More than four years after state law authorized resort casinos, only Plainridge Park Casino, a slots parlor, is open for action. Gamblers itching for a fix might as well start betting on the casino proposals themselves. What are their odds?


Photograph by iStockPhoto

Wynn Resorts (Steve Wynn)
Odds: 1–3

Wynn has the Massachusetts Gaming Commission’s approval in hand, notes Clyde Barrow, project manager for the Northeastern Casino Gaming Research Project, so the only potential roadblock is the environmental cleanup of the site. “I think it will be built,” Barrow says. As for Boston’s opposition, Barrow asks, “To what extent is it really just an effort to negotiate a better deal?”

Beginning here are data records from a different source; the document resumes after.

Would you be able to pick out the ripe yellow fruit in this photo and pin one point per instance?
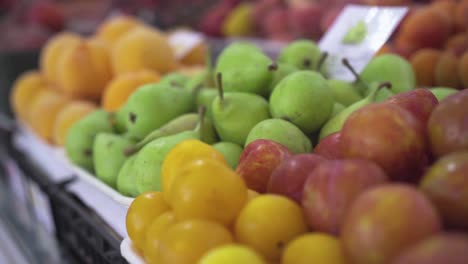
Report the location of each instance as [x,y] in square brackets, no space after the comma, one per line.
[313,248]
[26,87]
[68,116]
[267,224]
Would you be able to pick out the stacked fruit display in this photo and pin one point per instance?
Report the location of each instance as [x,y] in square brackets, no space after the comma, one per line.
[79,74]
[435,39]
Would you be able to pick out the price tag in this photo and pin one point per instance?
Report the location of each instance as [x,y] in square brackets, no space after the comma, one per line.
[357,34]
[184,41]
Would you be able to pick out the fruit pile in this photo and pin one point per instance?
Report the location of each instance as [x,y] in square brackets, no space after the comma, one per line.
[79,74]
[434,38]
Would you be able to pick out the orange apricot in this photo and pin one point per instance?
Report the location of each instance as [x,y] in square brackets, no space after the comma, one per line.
[122,86]
[25,88]
[44,111]
[84,69]
[446,71]
[424,62]
[463,69]
[53,52]
[68,116]
[143,48]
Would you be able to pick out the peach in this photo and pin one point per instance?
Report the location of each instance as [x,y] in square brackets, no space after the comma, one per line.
[426,28]
[441,248]
[68,116]
[44,110]
[457,43]
[143,48]
[463,69]
[25,88]
[53,51]
[424,62]
[385,220]
[121,87]
[114,28]
[84,69]
[446,71]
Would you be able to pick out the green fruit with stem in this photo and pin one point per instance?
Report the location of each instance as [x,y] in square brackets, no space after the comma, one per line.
[126,183]
[153,105]
[442,92]
[343,92]
[388,68]
[230,151]
[282,132]
[148,162]
[304,99]
[236,113]
[80,137]
[108,156]
[336,123]
[185,122]
[245,69]
[337,108]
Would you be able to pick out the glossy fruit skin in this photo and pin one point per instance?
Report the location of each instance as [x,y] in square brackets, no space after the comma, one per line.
[154,233]
[332,187]
[143,210]
[385,220]
[268,222]
[187,241]
[258,161]
[448,125]
[181,154]
[210,190]
[232,254]
[446,185]
[388,135]
[313,248]
[289,177]
[441,248]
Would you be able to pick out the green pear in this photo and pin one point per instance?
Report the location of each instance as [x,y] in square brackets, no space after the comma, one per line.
[337,108]
[153,105]
[185,122]
[442,92]
[283,132]
[236,113]
[304,99]
[284,69]
[126,182]
[109,157]
[174,79]
[336,123]
[245,69]
[343,92]
[205,97]
[389,68]
[80,137]
[230,151]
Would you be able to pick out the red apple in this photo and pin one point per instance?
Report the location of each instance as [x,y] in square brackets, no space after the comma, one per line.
[446,185]
[385,220]
[258,161]
[448,124]
[329,147]
[388,135]
[331,188]
[289,177]
[443,248]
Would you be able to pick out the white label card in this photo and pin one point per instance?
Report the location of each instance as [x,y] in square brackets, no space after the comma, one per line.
[357,34]
[182,42]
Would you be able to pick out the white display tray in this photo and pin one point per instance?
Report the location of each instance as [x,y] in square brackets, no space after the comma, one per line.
[128,252]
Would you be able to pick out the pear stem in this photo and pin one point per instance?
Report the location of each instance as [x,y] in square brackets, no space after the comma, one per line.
[219,79]
[321,61]
[201,114]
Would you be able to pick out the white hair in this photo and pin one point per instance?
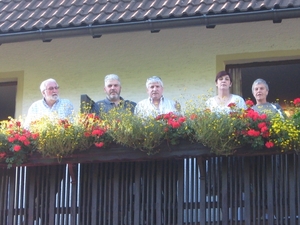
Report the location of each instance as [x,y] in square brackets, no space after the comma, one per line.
[45,83]
[111,77]
[260,81]
[154,79]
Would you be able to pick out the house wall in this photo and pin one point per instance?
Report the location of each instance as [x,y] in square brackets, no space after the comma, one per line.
[187,59]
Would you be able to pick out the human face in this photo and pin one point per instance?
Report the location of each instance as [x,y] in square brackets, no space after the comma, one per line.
[155,90]
[260,93]
[113,90]
[51,93]
[223,82]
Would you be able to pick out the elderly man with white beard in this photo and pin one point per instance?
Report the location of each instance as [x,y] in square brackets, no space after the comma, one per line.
[51,105]
[113,100]
[156,104]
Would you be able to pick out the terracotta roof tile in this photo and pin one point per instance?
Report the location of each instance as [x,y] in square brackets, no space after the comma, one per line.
[31,15]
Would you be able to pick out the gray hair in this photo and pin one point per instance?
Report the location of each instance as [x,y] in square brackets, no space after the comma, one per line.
[111,77]
[45,83]
[260,81]
[154,79]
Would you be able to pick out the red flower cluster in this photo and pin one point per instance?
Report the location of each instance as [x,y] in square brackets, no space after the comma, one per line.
[172,120]
[257,127]
[249,103]
[91,122]
[297,102]
[18,136]
[232,105]
[65,123]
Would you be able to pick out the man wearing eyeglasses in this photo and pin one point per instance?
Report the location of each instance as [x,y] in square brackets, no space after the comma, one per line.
[156,104]
[50,105]
[113,100]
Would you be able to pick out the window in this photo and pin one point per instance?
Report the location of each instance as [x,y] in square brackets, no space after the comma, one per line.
[282,77]
[8,92]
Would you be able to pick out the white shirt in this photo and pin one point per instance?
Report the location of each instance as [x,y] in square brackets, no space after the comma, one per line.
[214,106]
[146,107]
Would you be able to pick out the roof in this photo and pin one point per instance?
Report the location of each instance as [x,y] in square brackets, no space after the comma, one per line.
[22,20]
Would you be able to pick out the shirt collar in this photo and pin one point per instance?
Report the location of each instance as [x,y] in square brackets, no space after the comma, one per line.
[45,103]
[109,102]
[161,99]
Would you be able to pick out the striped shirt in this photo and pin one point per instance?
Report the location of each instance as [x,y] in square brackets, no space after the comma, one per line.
[62,109]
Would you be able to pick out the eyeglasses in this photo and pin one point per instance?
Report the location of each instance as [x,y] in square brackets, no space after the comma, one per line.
[52,88]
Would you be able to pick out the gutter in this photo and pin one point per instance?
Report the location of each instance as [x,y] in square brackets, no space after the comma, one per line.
[210,21]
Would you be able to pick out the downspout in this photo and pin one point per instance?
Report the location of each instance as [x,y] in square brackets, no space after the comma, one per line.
[210,21]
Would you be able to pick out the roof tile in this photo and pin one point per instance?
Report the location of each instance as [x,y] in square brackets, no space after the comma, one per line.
[28,15]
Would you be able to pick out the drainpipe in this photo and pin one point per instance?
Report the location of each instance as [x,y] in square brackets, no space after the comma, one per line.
[210,21]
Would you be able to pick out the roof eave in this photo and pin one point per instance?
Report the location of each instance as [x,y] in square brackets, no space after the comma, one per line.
[210,21]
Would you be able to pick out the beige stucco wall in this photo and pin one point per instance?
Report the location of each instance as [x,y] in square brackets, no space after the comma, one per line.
[187,59]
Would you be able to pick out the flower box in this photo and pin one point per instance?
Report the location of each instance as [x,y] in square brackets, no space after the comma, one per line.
[118,153]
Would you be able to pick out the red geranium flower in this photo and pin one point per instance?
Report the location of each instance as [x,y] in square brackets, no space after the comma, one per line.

Mass Gaming & Entertainment (Neil Bluhm and George Carney)
Odds: 3–2

The Massachusetts Gaming Commission may deal these would-be developers out if it thinks the Mashpee Wampanoag tribe can move forward quickly with its plan in nearby Taunton. “The judgment all comes down to whether you think a tribal casino is many, many years away,” Barrow says.

Mashpee Wampanoag Tribe
Odds: 5–2

The federal Bureau of Indian Affairs granted the Mashpee 150 acres in Taunton as a reservation in September, so it could build a casino without state approval. But Barrow says Attorney General Maura Healey, or others hoping to prevent casino saturation, may challenge the tribe’s ties to the land: “Many have argued the Mashpee never set foot off Cape Cod.”

Tiverton, RI
Twin River Management (George Pampanier)
Odds: 4–1

The owners of a slots casino in Newport want to replace it with a resort casino in Tiverton, just off I-195 near the state line, to compete for Massachusetts gamblers. “It’s a great location,” Barrow says. But voters in Tiverton and across Rhode Island have to approve the plan, and they have a history of saying no.

Martha’s Vineyard
Wampanoag Tribe of Gay Head–Aquinnah
Odds: 100–1

The 1,121-person tribe was converting its community center into a small slots casino when a federal judge ruled in November that it lacked a functional, active government. That means the tribe can’t use federal law to get out from under its 1987 agreement to follow state gambling law. Besides, Barrow says, “It’s not going to attract people from off the island.”